Cause of Chemical Plant Explosion in Germany Still Unknown

August 09, 2021 by Stephanie Leonida

Recently in the Leverkusen area of Germany, an explosion and fire struck the chemical plant, Chempark, leaving in its wake several fatalities and many injured.

Industrial environments can be full of explosive or flammable materials. Although many standards and regulations are put into place by the local governments, explosions are not always preventable or predictable. 

Last year, a factory in Serbia exploded, injuring many. A similar event happened again recently when a Renesas factory caught fire, ultimately halting chip production at the facility until authorities could get it under control. This time, an explosion hit the industrial area of Leverkusen in Germany at the Chempark chemical plant, which took the lives of several people and left more than 30 injured. 

These kinds of explosions can often happen from undetected leaks, failed sensors, or mechanical wear that goes undiagnosed for too long. Control and automation experts working in these environments may not fully understand what happened after an event like this for weeks, or even months.



One of the plant’s employees has been seriously injured, and five others have been reported as missing. The disaster took place on the morning of Tuesday, July 27. When explosions like this happen, it usually takes a bit of time to diagnose the root cause. Since the incident, there have not been any reports from the facility or Chempark on what potentially caused the explosion. 


A photo showing Chempark where over 5,000 chemicals are manufactured. Image used courtesy of © Raimond Spekking / CC BY-SA 3.0 (via Wikimedia Commons)
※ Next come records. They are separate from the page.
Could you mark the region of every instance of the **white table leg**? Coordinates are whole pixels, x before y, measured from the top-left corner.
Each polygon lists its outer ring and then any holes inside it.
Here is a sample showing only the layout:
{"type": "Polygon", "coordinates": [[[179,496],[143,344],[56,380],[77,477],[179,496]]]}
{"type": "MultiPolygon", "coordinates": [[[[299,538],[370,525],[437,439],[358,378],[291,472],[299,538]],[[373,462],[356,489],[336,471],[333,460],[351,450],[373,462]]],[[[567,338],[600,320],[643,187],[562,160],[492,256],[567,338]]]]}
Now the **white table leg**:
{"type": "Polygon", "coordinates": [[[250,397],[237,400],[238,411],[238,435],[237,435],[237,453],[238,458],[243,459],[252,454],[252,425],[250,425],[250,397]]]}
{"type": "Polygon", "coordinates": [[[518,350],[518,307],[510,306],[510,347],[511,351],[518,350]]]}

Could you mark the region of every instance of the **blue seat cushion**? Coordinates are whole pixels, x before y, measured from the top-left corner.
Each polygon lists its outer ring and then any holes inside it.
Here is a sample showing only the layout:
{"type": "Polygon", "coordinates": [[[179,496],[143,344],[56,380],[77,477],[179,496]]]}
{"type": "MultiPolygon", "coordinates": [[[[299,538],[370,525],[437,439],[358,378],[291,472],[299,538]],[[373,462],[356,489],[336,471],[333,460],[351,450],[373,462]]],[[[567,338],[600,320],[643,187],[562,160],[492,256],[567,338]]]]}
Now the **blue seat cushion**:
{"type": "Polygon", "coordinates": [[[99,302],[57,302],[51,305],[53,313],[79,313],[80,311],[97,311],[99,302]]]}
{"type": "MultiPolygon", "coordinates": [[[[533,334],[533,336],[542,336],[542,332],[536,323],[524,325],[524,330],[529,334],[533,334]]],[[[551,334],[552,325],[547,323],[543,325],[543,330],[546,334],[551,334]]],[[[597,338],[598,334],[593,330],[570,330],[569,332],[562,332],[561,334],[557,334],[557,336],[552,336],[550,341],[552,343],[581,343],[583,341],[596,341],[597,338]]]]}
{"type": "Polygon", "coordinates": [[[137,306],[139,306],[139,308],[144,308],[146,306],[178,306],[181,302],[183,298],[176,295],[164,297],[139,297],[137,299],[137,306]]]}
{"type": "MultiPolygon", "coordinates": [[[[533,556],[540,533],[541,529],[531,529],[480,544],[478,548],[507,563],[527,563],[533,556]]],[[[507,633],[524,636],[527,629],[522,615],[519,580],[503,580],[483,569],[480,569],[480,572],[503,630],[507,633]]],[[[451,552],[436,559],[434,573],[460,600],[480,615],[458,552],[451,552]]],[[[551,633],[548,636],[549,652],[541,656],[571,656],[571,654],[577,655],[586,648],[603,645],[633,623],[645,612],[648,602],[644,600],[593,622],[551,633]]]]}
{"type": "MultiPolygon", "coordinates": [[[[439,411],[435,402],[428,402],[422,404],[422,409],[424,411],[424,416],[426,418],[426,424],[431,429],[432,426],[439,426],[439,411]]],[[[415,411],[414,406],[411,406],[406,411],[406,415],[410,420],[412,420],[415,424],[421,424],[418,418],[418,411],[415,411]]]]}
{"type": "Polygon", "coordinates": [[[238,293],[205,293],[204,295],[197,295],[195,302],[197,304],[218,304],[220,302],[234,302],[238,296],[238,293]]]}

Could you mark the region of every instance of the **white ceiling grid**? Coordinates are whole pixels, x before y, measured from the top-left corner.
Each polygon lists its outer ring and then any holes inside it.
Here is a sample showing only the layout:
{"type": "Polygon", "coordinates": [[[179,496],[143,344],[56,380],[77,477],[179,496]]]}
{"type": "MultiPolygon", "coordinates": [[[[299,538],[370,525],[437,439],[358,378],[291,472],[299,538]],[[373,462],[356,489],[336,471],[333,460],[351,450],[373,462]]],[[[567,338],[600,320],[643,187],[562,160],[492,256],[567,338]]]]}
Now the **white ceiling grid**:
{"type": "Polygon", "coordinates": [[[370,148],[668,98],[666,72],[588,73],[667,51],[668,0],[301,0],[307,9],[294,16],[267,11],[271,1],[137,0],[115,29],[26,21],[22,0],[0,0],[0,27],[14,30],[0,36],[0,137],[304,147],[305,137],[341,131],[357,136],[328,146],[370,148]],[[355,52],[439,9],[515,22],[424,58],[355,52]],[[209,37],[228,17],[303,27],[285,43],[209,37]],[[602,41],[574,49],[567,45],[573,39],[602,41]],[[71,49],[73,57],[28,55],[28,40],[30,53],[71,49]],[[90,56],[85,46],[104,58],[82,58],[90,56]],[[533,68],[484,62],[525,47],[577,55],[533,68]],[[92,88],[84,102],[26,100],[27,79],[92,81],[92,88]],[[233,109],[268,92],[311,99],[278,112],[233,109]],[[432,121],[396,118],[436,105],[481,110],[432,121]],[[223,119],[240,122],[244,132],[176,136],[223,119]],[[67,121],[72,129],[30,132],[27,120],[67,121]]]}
Plant managers and investigators have been working around the clock to find out what specifically caused the explosion and how they can prevent it from happening again in the future. This article will discuss what the public does know about the explosion so far. 


The Potential Dangers of the Chemicals 

In Leverkusen, where Chempark is located, around 5,000 chemicals produced by industry are manufactured, processed, and disposed of. The plant focuses on producing nitration and chlorination products, silicon chemistry, aromatics, and fine chemicals. Chempark handles the processing of contaminated hazardous waste at its Bürrig waste management plant. 


Chemical plants are often considered the most high-risk for explosions because of the flammable chemicals.


The site covers 480 hectares and accommodates over 31,500 employees. Chempark accommodates the needs of companies in the industrial, chemical, and pharmaceutical industries. Some of the chemical companies using the site include Lanxess and Bayer

Before the explosion, the site operator of Chempark, Currenta, was sold by Bayer and Lanxess in 2019 to Macquarie Infrastructure and Real Assets for $4.12 billion.


The Explosion

An explosion occurred on the day of the event, followed by a fire in Chempark’s Bürrig disposal center. Solvents were being burned during the incident, which could be what led to such disastrous events. 

Chempark is investigating with authorities to get to the bottom of this issue. The plant fire brigade, professional fire brigade, and an air test van have been employed since the explosion. The German Civil Protection Agency has a mobile app that alerted sirens and emergency alerts to warn citizens of "extreme danger.” 


The black smoke from a chemical explosion.


As a precaution, residents of the Leverkusen area were asked to close all doors and windows to help protect them against any toxic fumes issuing in the form of plumes of smoke from the explosion and fire. Nearby motorways were also closed, and drivers were told to avoid the area. At present, the area has been given the all-clear. While the search for the five missing employees continues, administrative employees that were once asked to leave Chempark because of a temporarily unsecured power supply can now return. The conditions at Chepark have now been designated safe, and a power supply has now been secured.

In a recent news release from Chempark, Manager Lars Friedrick, commented, “My thoughts are with the injured and loved ones. The search for the missing is still going on at full speed. Unfortunately, the hope of finding them alive is dwindling.”

The Control Automation Editorial Team will be following all breaking news on this story as more information on the explosion becomes available.